The earliest known use of the term dates back to a 2003 review of a remake of The Texas Chainsaw Massacre, in which The Arizona Republics Bill Muller said that the film was "the cinematic equivalent of a dumpster fire – stinky but insignificant". Urban Dictionary added a definition for the term as early as 2008, with one entry listing it as "a laughably poor performance." Usage of "dumpster fire" remained relatively obscure throughout the early 2010s, but gained widespread usage starting in 2010 in the world of American sports, where teams that performed exceptionally poorly would be labelled with the term in news, social media, and talk radio.

In late 2015 the term shifted towards the realm of politics, and particularly the 2016 United States presidential election. The Daily Beast suggested that it was linked to Republican Party candidate Donald Trump, with Google searches for the word spiking when he announced his presidential run in October 2015. That year, dumpster fire—as well as the two emoji that represent the individual words, "🗑️🔥"—was announced to be the American Dialect Society's word of the year, beating out "woke" in a run-off election. The president of the vote, sociolinguist Ben Zimmer, reasoned that people used the word to describe the unpleasant year in a "colorful, evocative" way, adding that it was a term suited for "pessimistic times".

In March 2018, dumpster fire was added to the Merriam-Webster dictionary, defined as "an utterly calamitous or mismanaged situation or occurrence".

== Analysis ==
Claire Fallon with HuffPost comments that the term might derive part of its goofiness from the consonants in "dumpster", arguing that the three plosive consonants in just two syllables might be naturally funny in a similar manner to the made-up words of Dr. Seuss. Fallon also comments that the phrase is both "too grandiose and too unserious for common parlance", pointing out that one would refer to neither the Middle East nor a colleague as a dumpster fire, but for different reasons.

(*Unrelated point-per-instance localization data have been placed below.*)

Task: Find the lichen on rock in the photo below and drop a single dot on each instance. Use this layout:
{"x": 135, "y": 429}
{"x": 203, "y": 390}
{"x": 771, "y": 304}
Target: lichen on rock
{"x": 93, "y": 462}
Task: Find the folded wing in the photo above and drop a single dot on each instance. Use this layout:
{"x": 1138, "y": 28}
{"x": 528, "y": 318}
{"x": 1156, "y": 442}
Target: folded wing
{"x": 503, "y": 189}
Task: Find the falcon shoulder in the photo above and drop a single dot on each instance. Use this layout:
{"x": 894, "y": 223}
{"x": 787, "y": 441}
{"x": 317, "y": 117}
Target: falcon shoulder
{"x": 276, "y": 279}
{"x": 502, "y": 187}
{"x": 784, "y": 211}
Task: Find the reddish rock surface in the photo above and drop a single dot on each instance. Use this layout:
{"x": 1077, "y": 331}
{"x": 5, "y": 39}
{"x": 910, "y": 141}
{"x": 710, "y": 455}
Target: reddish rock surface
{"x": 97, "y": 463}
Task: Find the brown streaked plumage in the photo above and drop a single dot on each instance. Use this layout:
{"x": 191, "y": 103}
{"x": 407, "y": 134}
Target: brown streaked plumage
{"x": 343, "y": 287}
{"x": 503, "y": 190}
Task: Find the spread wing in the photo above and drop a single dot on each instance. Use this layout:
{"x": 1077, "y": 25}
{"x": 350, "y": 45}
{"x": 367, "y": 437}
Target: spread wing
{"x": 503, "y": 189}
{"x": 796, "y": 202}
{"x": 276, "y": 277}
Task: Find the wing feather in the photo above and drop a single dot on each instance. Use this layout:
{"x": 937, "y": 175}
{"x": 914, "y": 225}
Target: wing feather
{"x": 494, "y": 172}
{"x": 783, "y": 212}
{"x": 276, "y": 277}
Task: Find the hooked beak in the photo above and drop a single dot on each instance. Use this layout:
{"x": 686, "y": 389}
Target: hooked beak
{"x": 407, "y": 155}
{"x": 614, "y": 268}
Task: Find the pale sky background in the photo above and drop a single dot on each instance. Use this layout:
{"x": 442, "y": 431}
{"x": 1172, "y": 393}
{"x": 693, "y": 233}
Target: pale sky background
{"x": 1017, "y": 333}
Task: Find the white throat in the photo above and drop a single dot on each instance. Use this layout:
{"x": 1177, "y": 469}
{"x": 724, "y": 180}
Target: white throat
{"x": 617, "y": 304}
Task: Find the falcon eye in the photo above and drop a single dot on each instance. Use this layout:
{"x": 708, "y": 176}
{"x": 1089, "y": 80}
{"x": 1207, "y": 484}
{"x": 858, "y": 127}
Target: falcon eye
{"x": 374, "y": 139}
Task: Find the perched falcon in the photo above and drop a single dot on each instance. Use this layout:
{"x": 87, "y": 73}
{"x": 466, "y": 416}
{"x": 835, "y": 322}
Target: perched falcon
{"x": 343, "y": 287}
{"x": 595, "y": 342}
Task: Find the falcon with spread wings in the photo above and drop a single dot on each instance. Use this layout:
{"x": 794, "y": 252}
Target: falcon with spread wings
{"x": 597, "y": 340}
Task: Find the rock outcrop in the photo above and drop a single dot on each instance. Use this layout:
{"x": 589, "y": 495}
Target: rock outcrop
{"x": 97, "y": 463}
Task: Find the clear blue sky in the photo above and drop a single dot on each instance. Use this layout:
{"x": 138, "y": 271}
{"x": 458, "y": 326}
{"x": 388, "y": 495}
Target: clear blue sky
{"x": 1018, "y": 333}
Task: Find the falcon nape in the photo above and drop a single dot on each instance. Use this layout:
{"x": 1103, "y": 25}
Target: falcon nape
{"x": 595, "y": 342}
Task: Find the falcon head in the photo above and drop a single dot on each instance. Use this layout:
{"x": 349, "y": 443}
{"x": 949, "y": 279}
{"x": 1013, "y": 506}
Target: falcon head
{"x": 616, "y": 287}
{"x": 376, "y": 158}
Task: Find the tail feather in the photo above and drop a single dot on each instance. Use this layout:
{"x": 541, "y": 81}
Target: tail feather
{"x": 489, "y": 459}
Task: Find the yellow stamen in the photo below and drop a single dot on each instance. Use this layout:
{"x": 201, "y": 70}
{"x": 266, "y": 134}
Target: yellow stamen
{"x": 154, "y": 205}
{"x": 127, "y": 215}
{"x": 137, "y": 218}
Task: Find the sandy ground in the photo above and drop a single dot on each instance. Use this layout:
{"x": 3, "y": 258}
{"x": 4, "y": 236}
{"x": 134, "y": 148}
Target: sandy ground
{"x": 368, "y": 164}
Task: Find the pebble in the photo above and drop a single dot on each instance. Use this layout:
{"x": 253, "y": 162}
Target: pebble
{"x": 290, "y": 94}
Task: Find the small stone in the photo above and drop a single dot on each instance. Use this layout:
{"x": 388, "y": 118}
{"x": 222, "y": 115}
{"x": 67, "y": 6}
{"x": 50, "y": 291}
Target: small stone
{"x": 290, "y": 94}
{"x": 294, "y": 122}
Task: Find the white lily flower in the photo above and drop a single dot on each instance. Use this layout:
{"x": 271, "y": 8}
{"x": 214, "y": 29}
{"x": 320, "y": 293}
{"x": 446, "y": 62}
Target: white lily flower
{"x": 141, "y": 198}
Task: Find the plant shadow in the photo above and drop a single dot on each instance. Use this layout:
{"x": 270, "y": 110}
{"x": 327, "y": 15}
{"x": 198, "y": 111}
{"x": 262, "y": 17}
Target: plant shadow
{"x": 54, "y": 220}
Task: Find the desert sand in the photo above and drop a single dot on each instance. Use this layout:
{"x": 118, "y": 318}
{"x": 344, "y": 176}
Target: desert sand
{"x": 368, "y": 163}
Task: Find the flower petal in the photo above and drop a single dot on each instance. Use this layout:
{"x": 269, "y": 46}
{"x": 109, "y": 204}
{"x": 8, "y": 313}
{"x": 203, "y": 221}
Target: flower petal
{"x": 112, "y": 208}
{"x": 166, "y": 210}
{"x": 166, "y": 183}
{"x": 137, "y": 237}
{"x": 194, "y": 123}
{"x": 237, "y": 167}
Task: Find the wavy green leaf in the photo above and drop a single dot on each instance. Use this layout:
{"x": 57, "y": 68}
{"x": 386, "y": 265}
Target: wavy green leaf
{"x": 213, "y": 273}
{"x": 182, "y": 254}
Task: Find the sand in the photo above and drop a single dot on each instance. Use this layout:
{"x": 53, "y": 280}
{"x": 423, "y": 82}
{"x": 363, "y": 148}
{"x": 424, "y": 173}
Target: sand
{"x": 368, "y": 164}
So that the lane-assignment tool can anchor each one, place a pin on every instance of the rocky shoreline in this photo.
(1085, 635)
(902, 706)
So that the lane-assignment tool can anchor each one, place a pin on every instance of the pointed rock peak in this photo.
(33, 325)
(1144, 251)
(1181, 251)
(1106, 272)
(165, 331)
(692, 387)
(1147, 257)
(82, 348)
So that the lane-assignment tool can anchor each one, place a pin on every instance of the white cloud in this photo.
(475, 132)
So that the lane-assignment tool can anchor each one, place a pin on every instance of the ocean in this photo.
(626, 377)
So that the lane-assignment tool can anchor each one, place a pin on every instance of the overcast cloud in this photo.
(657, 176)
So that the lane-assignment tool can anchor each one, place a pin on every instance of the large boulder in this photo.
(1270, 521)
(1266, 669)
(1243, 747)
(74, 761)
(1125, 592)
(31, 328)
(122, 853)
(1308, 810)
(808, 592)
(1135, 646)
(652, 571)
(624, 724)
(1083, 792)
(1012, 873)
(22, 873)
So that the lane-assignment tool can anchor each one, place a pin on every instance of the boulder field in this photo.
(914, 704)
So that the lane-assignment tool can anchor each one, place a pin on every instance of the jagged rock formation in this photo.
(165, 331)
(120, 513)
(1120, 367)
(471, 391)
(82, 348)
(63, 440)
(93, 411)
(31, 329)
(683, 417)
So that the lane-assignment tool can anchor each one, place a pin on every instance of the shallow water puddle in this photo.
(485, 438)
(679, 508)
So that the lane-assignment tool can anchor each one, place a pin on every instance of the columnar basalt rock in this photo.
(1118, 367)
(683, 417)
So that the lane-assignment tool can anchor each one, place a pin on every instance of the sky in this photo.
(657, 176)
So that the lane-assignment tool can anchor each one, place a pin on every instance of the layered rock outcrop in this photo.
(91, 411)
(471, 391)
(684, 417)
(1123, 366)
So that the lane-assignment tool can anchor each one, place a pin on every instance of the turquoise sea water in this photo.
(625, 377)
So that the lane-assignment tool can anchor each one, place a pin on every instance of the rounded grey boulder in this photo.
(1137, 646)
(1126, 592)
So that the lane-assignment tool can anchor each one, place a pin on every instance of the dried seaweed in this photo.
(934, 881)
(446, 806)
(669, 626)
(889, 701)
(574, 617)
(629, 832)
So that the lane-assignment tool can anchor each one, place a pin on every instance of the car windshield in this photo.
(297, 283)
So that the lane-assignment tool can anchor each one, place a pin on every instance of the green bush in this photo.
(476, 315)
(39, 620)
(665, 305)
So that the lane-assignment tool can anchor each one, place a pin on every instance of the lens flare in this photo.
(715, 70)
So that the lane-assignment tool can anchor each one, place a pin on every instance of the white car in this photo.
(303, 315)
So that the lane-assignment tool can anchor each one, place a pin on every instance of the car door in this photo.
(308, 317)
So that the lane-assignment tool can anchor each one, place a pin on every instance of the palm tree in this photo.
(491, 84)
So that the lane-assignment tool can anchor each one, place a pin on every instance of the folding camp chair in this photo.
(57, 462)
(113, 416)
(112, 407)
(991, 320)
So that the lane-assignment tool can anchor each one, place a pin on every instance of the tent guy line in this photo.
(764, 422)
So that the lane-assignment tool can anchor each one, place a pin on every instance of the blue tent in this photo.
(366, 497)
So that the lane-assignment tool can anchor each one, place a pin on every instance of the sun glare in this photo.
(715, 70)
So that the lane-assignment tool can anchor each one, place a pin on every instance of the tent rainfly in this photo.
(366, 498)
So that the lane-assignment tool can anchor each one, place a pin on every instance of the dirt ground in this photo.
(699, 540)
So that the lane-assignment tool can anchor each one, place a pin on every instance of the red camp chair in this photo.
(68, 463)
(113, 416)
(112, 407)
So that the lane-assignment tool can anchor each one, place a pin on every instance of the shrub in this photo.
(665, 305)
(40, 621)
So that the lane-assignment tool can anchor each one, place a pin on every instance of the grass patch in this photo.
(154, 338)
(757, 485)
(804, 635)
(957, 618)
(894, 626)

After the word was added to the Merriam-Webster dictionary, National Public Radio commented that the word was more of the "I know it when I see it" variety, but said that the metaphor was also a "phrase for our time" they "wouldn't want to live without". CNN also commented that the term showed relevance to the present day, highlighting the Stormy Daniels–Donald Trump scandal, explosive cyclogenesis, and the 2018 NFL draft.

Several journalists who responded to the questions in Erin Gloria Ryan's oral history of the term in The Daily Beast expected or hoped that the term would go out of fashion, arguing that it was overused during the election cycle.